- The Singapore stock market offers a great example of where loose monetary policy has failed to prevent prospective returns from rising to attractive levels.
- The country outsources its monetary policy to the U.S. so should be attractive to investors looking to buy stocks as a way of benefitting from easy Fed policy.
- The dividend yield is 4.0 percentage points above 10-year Treasuries with the potential for dividends to recover from the Covid-induced crash.
- The Singapore economy has been hit hard by the global lockdowns but from a long-term perspective the island state boasts one the most stable economic, political, and business environments in the world.
We have written on numerous occasions about the misplaced faith investors have in the ability of monetary policy to support U.S. stocks. Low bond yields do not tend to prevent equity valuations from falling to levels that imply strong forward-looking returns. The Singapore stock market offers a great example of where loose monetary policy has failed to prevent prospective returns from rising to attractive levels.
The country effectively outsources its monetary policy to the U.S. and so any investors looking to buy stocks as a way of benefitting from the impact of the Fed’s loose monetary policy could do worse than investing in the iShares MSCI Singapore Capped ETF (EWS). The dividend yield is 4.0 percentage points above 10-year Treasuries with the potential for dividends to recover from the Covid-induced crash.
MSCI Singapore Dividend Yield Vs 10-Year UST Yield
Source: Bloomberg
Long-Term Macro And Political Risk Is Minimal
The Singapore economy has been hit hard by the global lockdowns but from a long-term perspective the island state boasts one the most stable economic, political, and business environments in the world. High levels of public and private savings have enabled the country to amass huge levels of net international assets equivalent to around 300% of GDP. Together with a strong commitment to economic freedom and a high degree of social stability, this suggests the economy will be able to adapt to new global economic challenges as well as any. It also suggests that we should see gradual Singapore dollar appreciation over the long term.
A Large Margin Of Safety
Despite the country’s economic stability, its stock market is among the most undervalued in the developed world. The MSCI Singapore trades at 0.97x book value and offers a dividend yield of 4.7%. Not only are these metrics attractive by international standards, they are also attractive relative to the index’s own history as the chart below shows.

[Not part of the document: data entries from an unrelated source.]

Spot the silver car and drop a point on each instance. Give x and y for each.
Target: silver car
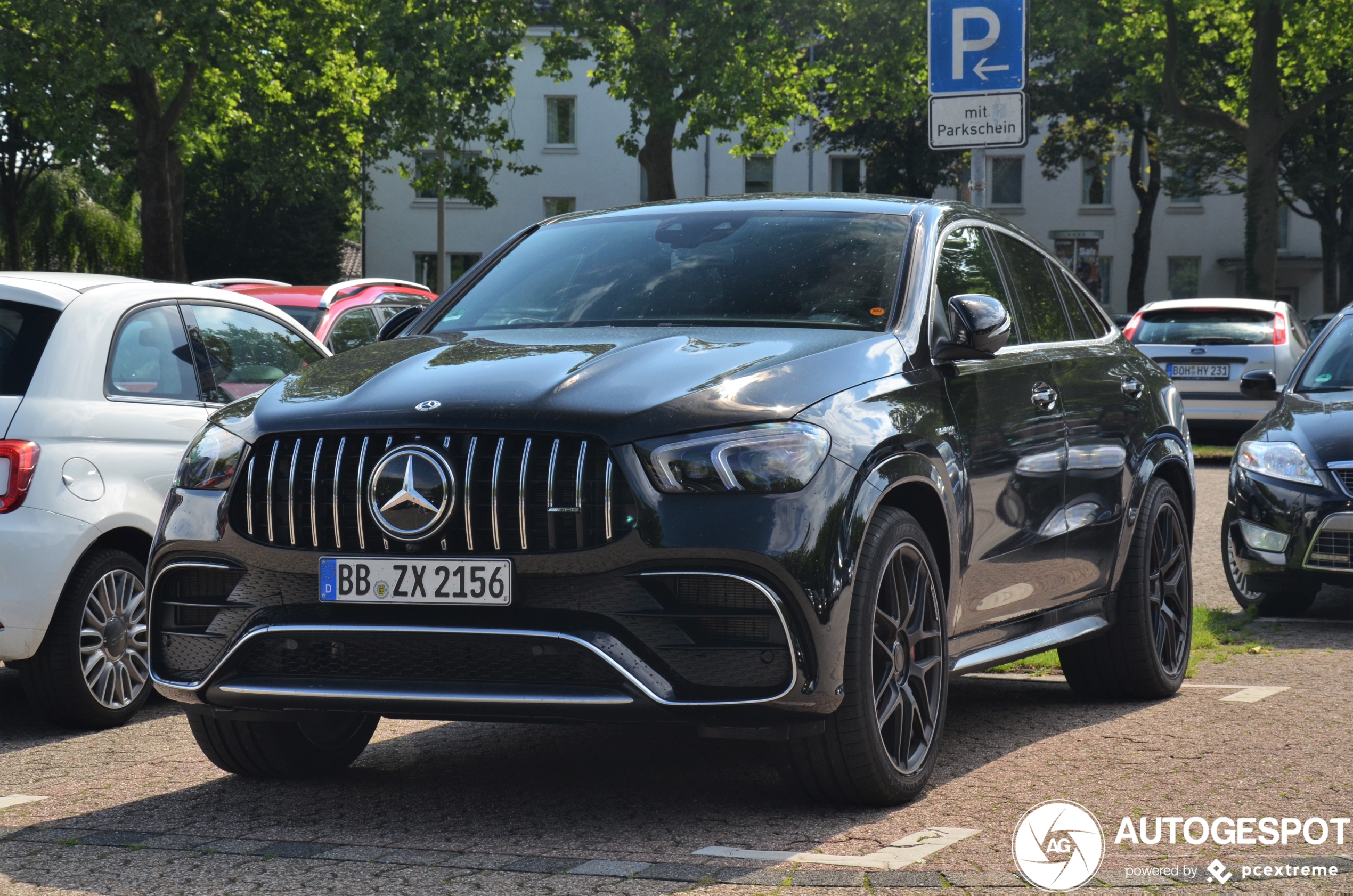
(1206, 346)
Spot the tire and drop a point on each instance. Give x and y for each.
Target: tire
(857, 760)
(324, 744)
(99, 626)
(1145, 654)
(1294, 600)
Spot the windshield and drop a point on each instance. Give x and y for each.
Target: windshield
(1204, 327)
(1332, 366)
(730, 268)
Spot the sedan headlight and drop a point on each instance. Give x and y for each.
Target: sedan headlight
(761, 458)
(211, 459)
(1278, 459)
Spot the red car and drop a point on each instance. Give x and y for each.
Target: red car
(343, 316)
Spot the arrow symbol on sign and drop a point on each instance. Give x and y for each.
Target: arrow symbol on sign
(981, 68)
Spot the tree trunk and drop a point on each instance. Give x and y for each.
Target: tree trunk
(657, 159)
(1261, 196)
(1148, 193)
(160, 174)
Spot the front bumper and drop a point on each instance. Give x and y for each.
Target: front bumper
(592, 634)
(1317, 519)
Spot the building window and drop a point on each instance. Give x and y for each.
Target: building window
(846, 176)
(560, 205)
(1007, 187)
(425, 267)
(560, 121)
(1098, 182)
(1183, 275)
(760, 175)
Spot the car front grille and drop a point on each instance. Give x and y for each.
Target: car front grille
(513, 493)
(1332, 551)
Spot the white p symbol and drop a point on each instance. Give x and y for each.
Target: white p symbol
(961, 46)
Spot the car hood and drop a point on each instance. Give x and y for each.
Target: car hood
(619, 384)
(1321, 424)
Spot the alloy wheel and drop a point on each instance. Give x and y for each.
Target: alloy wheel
(114, 639)
(1168, 591)
(908, 658)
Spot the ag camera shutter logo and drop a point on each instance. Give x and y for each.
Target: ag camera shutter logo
(1058, 846)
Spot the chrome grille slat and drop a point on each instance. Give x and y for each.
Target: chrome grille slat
(493, 493)
(337, 479)
(535, 478)
(314, 478)
(521, 494)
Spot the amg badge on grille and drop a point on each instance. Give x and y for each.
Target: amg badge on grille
(410, 492)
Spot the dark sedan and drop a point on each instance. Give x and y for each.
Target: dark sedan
(1289, 523)
(775, 467)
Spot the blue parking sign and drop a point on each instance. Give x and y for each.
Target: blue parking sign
(976, 49)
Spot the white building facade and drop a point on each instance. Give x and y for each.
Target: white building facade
(1086, 216)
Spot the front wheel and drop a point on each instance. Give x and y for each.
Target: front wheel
(322, 744)
(880, 745)
(1295, 597)
(1145, 654)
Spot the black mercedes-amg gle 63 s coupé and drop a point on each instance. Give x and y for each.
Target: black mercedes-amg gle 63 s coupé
(772, 467)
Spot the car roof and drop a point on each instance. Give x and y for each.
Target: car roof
(1245, 305)
(56, 289)
(762, 202)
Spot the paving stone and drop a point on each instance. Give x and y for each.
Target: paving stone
(983, 879)
(542, 865)
(828, 879)
(608, 868)
(757, 877)
(901, 879)
(680, 872)
(292, 849)
(175, 842)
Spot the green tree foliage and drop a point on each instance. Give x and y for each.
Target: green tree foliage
(63, 228)
(876, 98)
(1251, 72)
(1095, 83)
(710, 66)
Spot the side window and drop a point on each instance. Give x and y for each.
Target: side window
(240, 352)
(151, 358)
(1039, 306)
(354, 329)
(966, 264)
(1076, 298)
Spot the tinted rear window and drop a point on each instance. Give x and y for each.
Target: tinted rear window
(23, 336)
(1204, 327)
(304, 316)
(731, 268)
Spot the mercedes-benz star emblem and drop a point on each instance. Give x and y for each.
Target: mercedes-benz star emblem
(410, 492)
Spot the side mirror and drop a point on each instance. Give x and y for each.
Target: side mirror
(400, 322)
(979, 327)
(1260, 385)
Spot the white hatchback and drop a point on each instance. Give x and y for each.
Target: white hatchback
(1206, 346)
(103, 384)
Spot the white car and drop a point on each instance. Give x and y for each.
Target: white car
(103, 384)
(1206, 346)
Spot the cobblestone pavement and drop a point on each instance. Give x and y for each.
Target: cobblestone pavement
(560, 810)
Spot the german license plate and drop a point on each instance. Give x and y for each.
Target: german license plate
(413, 580)
(1199, 371)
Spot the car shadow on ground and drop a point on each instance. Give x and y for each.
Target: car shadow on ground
(581, 791)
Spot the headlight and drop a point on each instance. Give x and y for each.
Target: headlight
(1278, 459)
(211, 461)
(761, 458)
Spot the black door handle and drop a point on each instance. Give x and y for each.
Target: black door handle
(1044, 397)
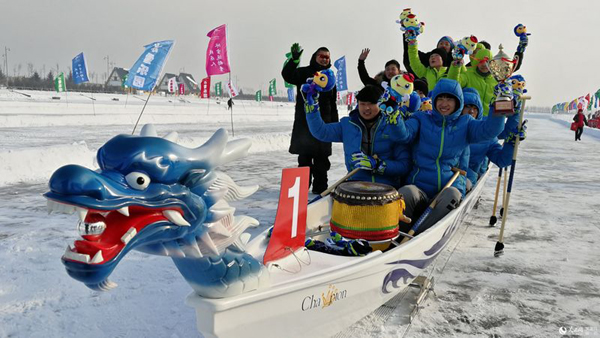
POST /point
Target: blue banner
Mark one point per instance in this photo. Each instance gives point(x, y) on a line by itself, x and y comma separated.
point(340, 78)
point(146, 70)
point(79, 69)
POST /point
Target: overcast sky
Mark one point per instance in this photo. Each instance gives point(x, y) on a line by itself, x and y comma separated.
point(561, 62)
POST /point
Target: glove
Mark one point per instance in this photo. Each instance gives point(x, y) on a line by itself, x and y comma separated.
point(392, 117)
point(311, 104)
point(362, 161)
point(522, 134)
point(296, 51)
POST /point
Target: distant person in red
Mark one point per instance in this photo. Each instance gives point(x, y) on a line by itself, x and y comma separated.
point(579, 120)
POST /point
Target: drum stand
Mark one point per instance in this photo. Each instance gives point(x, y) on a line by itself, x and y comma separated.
point(425, 285)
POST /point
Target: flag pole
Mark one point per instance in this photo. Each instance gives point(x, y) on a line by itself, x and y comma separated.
point(232, 131)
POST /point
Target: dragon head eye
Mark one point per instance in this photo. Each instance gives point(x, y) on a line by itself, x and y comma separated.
point(137, 180)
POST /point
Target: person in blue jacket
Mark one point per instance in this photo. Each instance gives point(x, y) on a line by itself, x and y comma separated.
point(501, 155)
point(440, 137)
point(367, 139)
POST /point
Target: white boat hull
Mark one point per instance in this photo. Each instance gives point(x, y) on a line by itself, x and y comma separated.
point(332, 292)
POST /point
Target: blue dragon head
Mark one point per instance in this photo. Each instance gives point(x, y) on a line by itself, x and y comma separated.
point(156, 196)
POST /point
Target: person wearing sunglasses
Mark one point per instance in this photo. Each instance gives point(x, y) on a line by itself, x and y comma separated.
point(311, 152)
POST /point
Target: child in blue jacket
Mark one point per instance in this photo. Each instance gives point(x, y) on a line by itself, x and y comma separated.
point(440, 137)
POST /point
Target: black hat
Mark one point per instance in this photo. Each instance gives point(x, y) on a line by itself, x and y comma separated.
point(421, 85)
point(439, 51)
point(369, 93)
point(393, 62)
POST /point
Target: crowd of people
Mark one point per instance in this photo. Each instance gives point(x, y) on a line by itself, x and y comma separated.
point(410, 148)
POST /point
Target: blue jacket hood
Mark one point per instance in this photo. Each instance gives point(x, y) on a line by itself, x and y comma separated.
point(451, 87)
point(471, 96)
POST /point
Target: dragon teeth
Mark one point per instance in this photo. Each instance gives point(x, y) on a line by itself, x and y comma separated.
point(124, 211)
point(97, 258)
point(76, 256)
point(81, 212)
point(207, 241)
point(96, 228)
point(128, 235)
point(175, 217)
point(59, 208)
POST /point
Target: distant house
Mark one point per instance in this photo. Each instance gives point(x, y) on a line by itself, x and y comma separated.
point(163, 85)
point(116, 77)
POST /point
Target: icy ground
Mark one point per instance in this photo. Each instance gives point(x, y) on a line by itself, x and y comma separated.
point(547, 283)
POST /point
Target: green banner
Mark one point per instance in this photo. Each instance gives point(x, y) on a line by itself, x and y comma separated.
point(218, 89)
point(288, 56)
point(272, 88)
point(123, 85)
point(59, 83)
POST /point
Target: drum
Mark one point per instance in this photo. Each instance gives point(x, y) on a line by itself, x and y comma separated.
point(368, 211)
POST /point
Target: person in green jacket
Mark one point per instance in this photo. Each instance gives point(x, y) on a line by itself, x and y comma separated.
point(432, 72)
point(477, 76)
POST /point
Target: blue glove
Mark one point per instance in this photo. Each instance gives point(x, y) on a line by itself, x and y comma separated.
point(523, 43)
point(363, 161)
point(522, 134)
point(503, 89)
point(311, 104)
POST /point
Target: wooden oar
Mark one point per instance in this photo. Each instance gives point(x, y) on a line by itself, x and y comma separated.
point(499, 249)
point(432, 205)
point(330, 189)
point(493, 218)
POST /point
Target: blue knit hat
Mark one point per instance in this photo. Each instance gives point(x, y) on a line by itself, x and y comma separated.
point(447, 38)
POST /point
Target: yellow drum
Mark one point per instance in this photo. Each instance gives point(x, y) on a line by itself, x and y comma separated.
point(367, 210)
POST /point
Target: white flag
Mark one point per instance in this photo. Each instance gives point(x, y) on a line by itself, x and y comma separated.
point(172, 85)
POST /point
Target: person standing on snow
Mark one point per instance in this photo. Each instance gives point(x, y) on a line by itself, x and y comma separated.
point(392, 68)
point(311, 152)
point(440, 139)
point(444, 43)
point(580, 121)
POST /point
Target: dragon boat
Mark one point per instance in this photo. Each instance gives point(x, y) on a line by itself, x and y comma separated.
point(153, 195)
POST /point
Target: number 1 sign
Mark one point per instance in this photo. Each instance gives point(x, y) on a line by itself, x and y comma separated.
point(290, 222)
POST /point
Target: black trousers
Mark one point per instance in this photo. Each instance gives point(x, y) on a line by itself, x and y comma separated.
point(319, 165)
point(578, 133)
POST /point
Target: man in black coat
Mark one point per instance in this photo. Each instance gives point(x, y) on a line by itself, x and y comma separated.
point(311, 152)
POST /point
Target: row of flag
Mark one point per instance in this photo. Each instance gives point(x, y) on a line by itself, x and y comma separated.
point(587, 102)
point(145, 72)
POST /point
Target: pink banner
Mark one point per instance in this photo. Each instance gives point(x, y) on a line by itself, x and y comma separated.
point(217, 61)
point(205, 88)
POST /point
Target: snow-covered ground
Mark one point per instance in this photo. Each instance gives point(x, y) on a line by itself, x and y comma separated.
point(547, 283)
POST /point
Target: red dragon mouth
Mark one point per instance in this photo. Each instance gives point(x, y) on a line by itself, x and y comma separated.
point(105, 233)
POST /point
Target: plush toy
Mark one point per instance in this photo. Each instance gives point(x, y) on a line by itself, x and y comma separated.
point(399, 95)
point(521, 31)
point(518, 84)
point(465, 46)
point(322, 81)
point(426, 104)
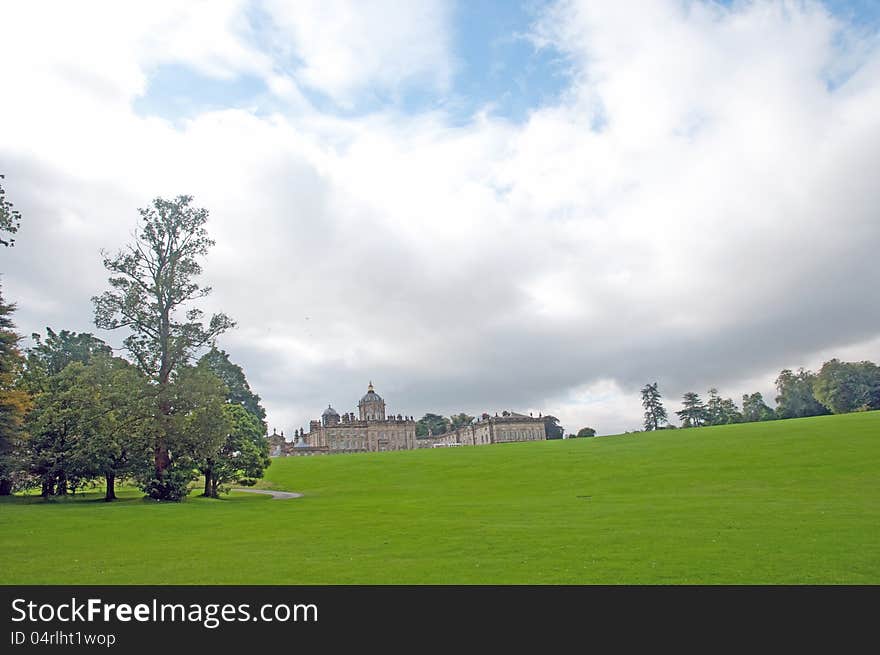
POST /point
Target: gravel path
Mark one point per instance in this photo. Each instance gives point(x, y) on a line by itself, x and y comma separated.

MSCI Singapore Dividend Yield And Price/Book Ratio
Source: Bloomberg
The P/E ratio may be slightly high from a historical perspective at 14.5x, but even this is much cheaper than global averages and there is reason to expect earnings to recover strongly over the coming years given how much returns on equity have collapsed over recent months. In order for the EWS to outperform bonds, however, we would not need to see earnings grow at all. Even if earnings continued to stagnate we would expect high payout ratios, particularly in financials, to remain intact, allowing dividend payments to far exceed bond coupon payments.
MSCI Singapore Financials Vs MSCI World Financials, P/B Ratio
The Financials index, which represents around 40% of the entire index, yields an impressive 5.4%, with a payout ratio of just over 50%. With banking sector leverage ratios around half of the global average and a stellar sovereign balance sheet, the reward far outweighs the risk in our view.